Guest writer Barbara Perry is a member of the Think Tank. She writes to alert citizens what is happening. Barbara lives in the Happy Valley neighborhood and is very active in this community. The Bellingham School Board has decided to close the Larrabee Elementary School after the 2013 school year. - editor
Larrabee School– LR TT Meeting– What Is Happening
The Larrabee Repurposing Think Tank (LRTT) My Meeting Minutes For Dec 5, 2013:
Personal Thoughts in Bold Italics
The 14 meeting members and four Ex-officio members for LRTT have been chosen. Members had to apply on line to qualify, being asked to explain what the applicant’s “Experience or Interest” was. No one explained how or who chose the final members. Members are listed on the school website: http://bellinghamschools.org/repurposing-larrabee-think-tank
Rob McElroy and Ron Cowan led the meeting. Members introduced themselves. Most members were parents, past students, teachers, and community members who “loved” Larrabee.

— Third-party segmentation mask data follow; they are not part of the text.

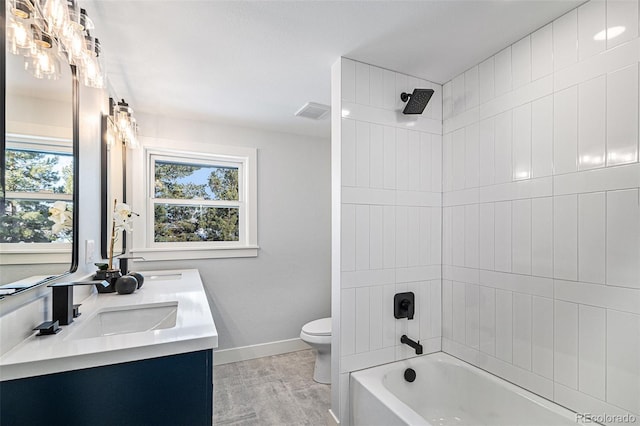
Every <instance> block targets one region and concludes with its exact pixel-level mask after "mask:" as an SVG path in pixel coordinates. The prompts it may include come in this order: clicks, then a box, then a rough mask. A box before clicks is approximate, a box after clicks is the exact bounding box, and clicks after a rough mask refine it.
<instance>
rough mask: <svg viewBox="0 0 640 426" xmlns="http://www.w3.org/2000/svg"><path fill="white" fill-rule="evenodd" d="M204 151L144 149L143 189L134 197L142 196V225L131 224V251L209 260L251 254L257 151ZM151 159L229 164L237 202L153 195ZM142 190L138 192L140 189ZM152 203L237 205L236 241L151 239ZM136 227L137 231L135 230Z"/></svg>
mask: <svg viewBox="0 0 640 426" xmlns="http://www.w3.org/2000/svg"><path fill="white" fill-rule="evenodd" d="M207 151H208V152H207V153H203V152H195V151H178V150H172V149H160V148H145V149H144V159H145V160H144V164H145V167H144V175H143V179H144V191H143V193H142V194H139V193H135V192H134V197H136V198H137V197H138V196H140V195H141V196H143V197H144V200H145V201H144V203H139V202H134V205H133V207H134V211H136V210H135V208H136V206H141V207H142V209H143V212H141V218H140V219H142V221H143V222H144V224H138V223H136V222H138V221H137V220H134V223H133V244H134V247H133V248H132V249H131V250H130V251H131V253H133V254H135V255H137V256H142V257H144V258H145V259H146V260H177V259H209V258H228V257H255V256H257V255H258V245H257V222H258V221H257V168H256V158H257V151H256V149H254V148H244V147H226V146H220V145H213V146H210V147H208V149H207ZM155 161H166V162H172V163H184V164H193V165H209V166H222V167H225V166H231V167H237V168H238V185H239V188H238V198H239V200H238V201H224V200H189V199H175V198H172V199H160V198H155V166H154V165H155ZM141 192H142V191H141ZM155 204H174V205H189V204H191V205H203V206H207V207H226V206H230V207H235V206H237V207H238V208H239V217H238V219H239V239H238V241H192V242H156V241H154V225H155V214H154V206H155ZM138 229H140V231H138Z"/></svg>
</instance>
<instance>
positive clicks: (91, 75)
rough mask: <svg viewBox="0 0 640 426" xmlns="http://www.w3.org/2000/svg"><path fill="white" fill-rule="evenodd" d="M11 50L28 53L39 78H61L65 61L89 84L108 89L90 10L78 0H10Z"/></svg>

It is a closed meeting. Rob McElroy explained that the public is allowed to attend the meetings but not allowed to say anything. No one explained what power the committee had other than to give their thoughts.
The public may not ask questions or comment; however community members may write or speak with board members: see Code of Governance for the School Board
The Code states that board members “3. Hold confidential from the public, including family and friends, all matters discussed in the executive session.”

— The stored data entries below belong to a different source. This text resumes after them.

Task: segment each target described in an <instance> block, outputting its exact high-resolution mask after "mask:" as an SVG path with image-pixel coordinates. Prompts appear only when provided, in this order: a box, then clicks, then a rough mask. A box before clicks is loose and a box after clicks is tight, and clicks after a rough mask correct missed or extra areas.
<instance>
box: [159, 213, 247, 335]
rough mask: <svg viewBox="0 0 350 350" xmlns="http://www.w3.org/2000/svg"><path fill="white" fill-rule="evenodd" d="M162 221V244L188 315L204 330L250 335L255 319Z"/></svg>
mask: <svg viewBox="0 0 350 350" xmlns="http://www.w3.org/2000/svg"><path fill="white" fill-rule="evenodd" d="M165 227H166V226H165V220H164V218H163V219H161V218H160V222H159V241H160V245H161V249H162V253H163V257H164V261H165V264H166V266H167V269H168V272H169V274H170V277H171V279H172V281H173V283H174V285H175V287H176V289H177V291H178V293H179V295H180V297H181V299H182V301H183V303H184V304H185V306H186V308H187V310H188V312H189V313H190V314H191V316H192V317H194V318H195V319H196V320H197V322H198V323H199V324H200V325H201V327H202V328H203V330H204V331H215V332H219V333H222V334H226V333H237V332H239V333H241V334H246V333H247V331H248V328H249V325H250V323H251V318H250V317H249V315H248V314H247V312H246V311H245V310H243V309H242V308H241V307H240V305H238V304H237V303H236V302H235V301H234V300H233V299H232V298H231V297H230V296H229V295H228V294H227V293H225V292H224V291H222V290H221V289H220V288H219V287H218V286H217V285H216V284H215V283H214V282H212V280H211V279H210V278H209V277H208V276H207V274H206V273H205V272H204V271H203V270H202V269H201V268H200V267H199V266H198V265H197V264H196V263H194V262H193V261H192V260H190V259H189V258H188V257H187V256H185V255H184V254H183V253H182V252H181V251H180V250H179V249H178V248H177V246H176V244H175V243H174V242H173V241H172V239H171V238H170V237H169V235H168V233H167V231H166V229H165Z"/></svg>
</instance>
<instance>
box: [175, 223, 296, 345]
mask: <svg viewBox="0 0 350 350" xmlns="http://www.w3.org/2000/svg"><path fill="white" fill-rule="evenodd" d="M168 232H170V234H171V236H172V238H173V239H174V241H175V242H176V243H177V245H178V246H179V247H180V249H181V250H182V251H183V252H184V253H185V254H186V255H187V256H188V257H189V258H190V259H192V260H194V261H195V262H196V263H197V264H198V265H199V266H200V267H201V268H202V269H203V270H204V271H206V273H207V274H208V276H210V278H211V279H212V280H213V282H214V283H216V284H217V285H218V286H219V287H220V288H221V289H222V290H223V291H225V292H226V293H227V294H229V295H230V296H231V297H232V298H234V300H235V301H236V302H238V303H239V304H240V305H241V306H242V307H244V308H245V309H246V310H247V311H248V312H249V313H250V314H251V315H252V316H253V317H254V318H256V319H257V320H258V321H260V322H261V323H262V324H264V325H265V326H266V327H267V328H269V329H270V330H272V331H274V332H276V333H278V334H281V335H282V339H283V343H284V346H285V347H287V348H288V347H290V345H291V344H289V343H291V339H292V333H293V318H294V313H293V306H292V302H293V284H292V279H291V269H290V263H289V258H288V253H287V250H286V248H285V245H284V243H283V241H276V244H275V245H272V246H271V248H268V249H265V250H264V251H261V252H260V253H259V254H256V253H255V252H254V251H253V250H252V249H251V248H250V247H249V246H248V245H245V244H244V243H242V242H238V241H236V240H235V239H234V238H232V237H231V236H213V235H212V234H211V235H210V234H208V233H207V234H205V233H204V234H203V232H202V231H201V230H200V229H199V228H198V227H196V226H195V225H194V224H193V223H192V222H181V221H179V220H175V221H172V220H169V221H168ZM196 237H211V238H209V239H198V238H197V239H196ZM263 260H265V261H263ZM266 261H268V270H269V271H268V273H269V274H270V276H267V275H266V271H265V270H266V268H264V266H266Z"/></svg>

If someone wants an issue addressed, please send to NW Citizen so that I may present relevant concerns.
Rob McElroy, executive administrator, did say that there were no plans to sell or close the school and handed out a “Sale of Real Property” document (Policy No. 6882). He also stated that if a significant amount were offered, a sale might be appropriate. The document states that “a market value appraisal will be secured by a designated real estate appraiser … certified under chapter 18.140 RCW selected by the Board.” In addition, if the appraised value exceeds $70,000 notice has to be presented in “a newspaper of general circulation…for once a week for two consecutive weeks.”

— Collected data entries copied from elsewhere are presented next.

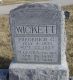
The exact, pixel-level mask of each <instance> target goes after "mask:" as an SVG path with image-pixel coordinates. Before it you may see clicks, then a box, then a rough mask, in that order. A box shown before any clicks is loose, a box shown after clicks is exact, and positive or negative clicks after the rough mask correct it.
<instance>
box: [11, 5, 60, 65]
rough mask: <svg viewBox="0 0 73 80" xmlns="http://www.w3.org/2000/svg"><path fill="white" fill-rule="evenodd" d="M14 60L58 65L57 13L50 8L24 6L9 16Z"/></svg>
mask: <svg viewBox="0 0 73 80" xmlns="http://www.w3.org/2000/svg"><path fill="white" fill-rule="evenodd" d="M10 24H11V32H12V39H13V48H14V54H15V56H14V58H15V60H16V61H17V62H24V63H49V64H60V63H61V12H60V11H59V9H58V8H57V6H53V5H48V6H45V5H39V4H36V5H35V4H33V5H24V6H21V7H19V8H17V9H15V10H12V11H11V13H10Z"/></svg>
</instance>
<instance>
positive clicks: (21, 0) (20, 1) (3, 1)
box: [2, 0, 48, 4]
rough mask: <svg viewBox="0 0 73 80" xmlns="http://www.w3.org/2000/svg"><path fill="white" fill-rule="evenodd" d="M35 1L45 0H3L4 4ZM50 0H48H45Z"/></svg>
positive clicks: (21, 2) (32, 1) (47, 0)
mask: <svg viewBox="0 0 73 80" xmlns="http://www.w3.org/2000/svg"><path fill="white" fill-rule="evenodd" d="M30 1H31V2H35V1H37V2H38V1H44V0H3V1H2V4H14V3H25V2H30ZM45 1H48V0H45Z"/></svg>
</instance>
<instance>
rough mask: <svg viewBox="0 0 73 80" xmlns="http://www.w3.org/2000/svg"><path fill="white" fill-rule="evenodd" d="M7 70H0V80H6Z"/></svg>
mask: <svg viewBox="0 0 73 80" xmlns="http://www.w3.org/2000/svg"><path fill="white" fill-rule="evenodd" d="M8 72H9V71H8V69H0V80H8V75H9V74H8Z"/></svg>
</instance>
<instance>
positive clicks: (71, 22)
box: [0, 5, 73, 76]
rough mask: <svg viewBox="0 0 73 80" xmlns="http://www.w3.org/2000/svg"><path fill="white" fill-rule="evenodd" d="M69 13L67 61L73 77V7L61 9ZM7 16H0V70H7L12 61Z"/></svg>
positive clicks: (66, 51)
mask: <svg viewBox="0 0 73 80" xmlns="http://www.w3.org/2000/svg"><path fill="white" fill-rule="evenodd" d="M63 8H64V10H67V11H69V12H70V14H71V15H70V18H69V19H68V20H66V31H67V39H68V44H67V51H66V54H67V61H68V63H69V68H70V75H71V76H73V5H71V6H66V7H63ZM8 18H9V16H8V15H2V16H0V68H8V66H9V63H10V62H11V60H12V53H13V52H12V48H11V47H12V46H11V40H10V39H11V34H10V29H9V20H8Z"/></svg>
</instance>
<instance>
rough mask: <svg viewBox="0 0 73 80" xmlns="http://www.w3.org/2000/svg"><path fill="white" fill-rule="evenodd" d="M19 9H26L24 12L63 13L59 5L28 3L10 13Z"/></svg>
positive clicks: (24, 9) (39, 3)
mask: <svg viewBox="0 0 73 80" xmlns="http://www.w3.org/2000/svg"><path fill="white" fill-rule="evenodd" d="M19 9H24V10H28V9H30V10H32V9H34V10H37V9H39V10H45V9H47V10H51V11H52V10H53V11H61V7H60V6H59V5H57V4H53V3H26V4H23V5H20V6H19V7H17V8H15V9H12V10H11V11H10V13H12V12H14V11H17V10H19Z"/></svg>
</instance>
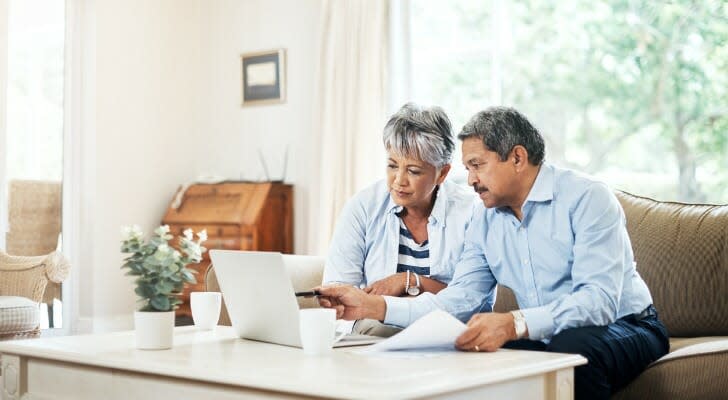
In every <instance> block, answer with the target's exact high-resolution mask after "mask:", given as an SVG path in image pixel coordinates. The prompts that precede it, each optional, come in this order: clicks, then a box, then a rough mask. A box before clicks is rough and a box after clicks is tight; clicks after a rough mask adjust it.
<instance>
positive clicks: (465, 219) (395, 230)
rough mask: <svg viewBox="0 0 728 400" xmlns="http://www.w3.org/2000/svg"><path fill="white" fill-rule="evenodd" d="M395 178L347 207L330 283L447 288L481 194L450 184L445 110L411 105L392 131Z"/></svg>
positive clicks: (336, 240)
mask: <svg viewBox="0 0 728 400" xmlns="http://www.w3.org/2000/svg"><path fill="white" fill-rule="evenodd" d="M384 147H385V149H386V150H387V152H388V158H387V179H386V180H382V181H379V182H377V183H375V184H373V185H371V186H369V187H368V188H366V189H364V190H362V191H361V192H359V193H358V194H356V195H355V196H354V197H353V198H352V199H351V200H349V202H348V203H347V204H346V206H345V207H344V209H343V211H342V212H341V215H340V216H339V220H338V223H337V226H336V230H335V231H334V235H333V238H332V240H331V245H330V250H329V255H328V259H327V261H326V267H325V269H324V278H323V283H324V285H328V284H335V283H343V284H350V285H355V286H358V287H361V288H363V290H364V291H366V292H367V293H372V294H380V295H389V296H418V295H420V294H423V293H432V294H434V293H437V292H439V291H440V290H442V289H443V288H445V287H446V286H447V284H448V283H449V282H450V280H451V279H452V277H453V270H454V267H455V264H456V263H457V261H458V259H459V257H460V253H461V252H462V249H463V242H464V234H465V230H466V229H467V227H468V225H469V223H470V219H471V216H472V212H473V207H474V205H475V204H476V201H477V198H476V197H475V194H474V193H473V192H472V191H470V190H467V189H466V188H464V187H461V186H459V185H457V184H454V183H451V182H447V181H445V178H446V177H447V174H448V172H449V171H450V161H451V160H452V153H453V149H454V148H455V144H454V141H453V137H452V133H451V127H450V120H449V119H448V117H447V115H445V112H444V111H443V110H442V109H441V108H439V107H432V108H421V107H418V106H417V105H414V104H411V103H410V104H406V105H404V106H403V107H402V108H401V109H400V110H399V111H398V112H397V113H395V114H394V115H392V117H390V119H389V121H388V122H387V125H386V126H385V127H384ZM398 331H399V329H398V328H396V327H389V326H386V325H382V324H381V323H379V322H378V321H370V320H362V321H357V323H356V324H355V326H354V332H357V333H367V334H372V335H378V336H389V335H392V334H394V333H396V332H398Z"/></svg>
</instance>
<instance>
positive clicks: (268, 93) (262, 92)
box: [240, 49, 286, 106]
mask: <svg viewBox="0 0 728 400" xmlns="http://www.w3.org/2000/svg"><path fill="white" fill-rule="evenodd" d="M240 59H241V61H242V72H243V106H249V105H258V104H273V103H283V102H284V101H285V100H286V50H285V49H277V50H269V51H261V52H257V53H246V54H243V55H241V56H240Z"/></svg>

I find the “Sale of Real Property” to be a disturbing document. I stated that any decision, I would hope, be approved by the neighborhood. That is definitely not necessary. I also am concerned that there is only one appraiser and so little information and time are given to the public.
There were two Ex-officio members, architects on the committee, one from the Don Wilcox Architectural firm. He pointed out that an elevator for the school was NOT an option because the elevator itself would not be expensive but tearing down the old structure to fit it in would be in the $100,000 or more range.
We did get a small history of the school as well as a handout of the histories of other small schools in the city. The first Larrabee school was donated by the Larrabee family in 1890 for “families in need.” The second school (now on the grounds) was built in 1920.
One architect confirmed that the school was made of old growth timber, which is great in that it is strong and 2 x 4s are really 2” by 4”; however, he added that building codes did not require that structures be fit properly or securely, which is why rebuilding would be difficult for making code.
I would love for people to send questions such as the ones that cross my mind: Old Scandinavian structures were built securely. Do they have strong reinforcements? Do we know who the architect was and have any history of his plans? Could ramps cross the back of the school leading to the second and third floors so elevators would not be necessary and they would not destroy the beauty of the front part of the school?
The principal’s office was often the sick room and the room for difficult children. She had a desk often used by troubled students as well as herself.
The library was on the third floor and because I am disabled, I decided not to check it out as it was too much of a walk up the unusually high (1920’s standards) stairs.
There are steps for a fire on the outside of each end of the building, but any student having difficulty walking would not be able to go down them.
MY END THOUGHTS:
Rob McElroy kindly followed me on the tour as walking in the hallway without rails and on tile floors I found challenging. I was grateful for his assistance. The building is obviously not disability assessable.
Future meetings were planned to be held at the Roeder School, but after seeing how disabled I was, Mr. McElroy thought he might be able to arrange to have future meetings in Larrabee’s gym.
Not everyone is disabled, but the neighborhood wants this school so much, there may be simpler solutions than the high cost corporate ones. Larrabee is not from as wealthy an area as Lowell and that school was saved with the community’s support. Ways were found to make Lowell assessable. Knowing how members were chosen would help understand their perspective.
Please send your ideas and/or questions to NW Citizen. I will try my best to express reasonable community concerns.
Please do remember that this is an advisory committee to give ideas to the superintendent but it does seem he has final decision making power except maybe with board approval.
I need to ask more about the school board power, such as, do they have the power to promote what the committee wants and how much power does Superintendant Baker have?
I appreciate respectful, thoughtful comments.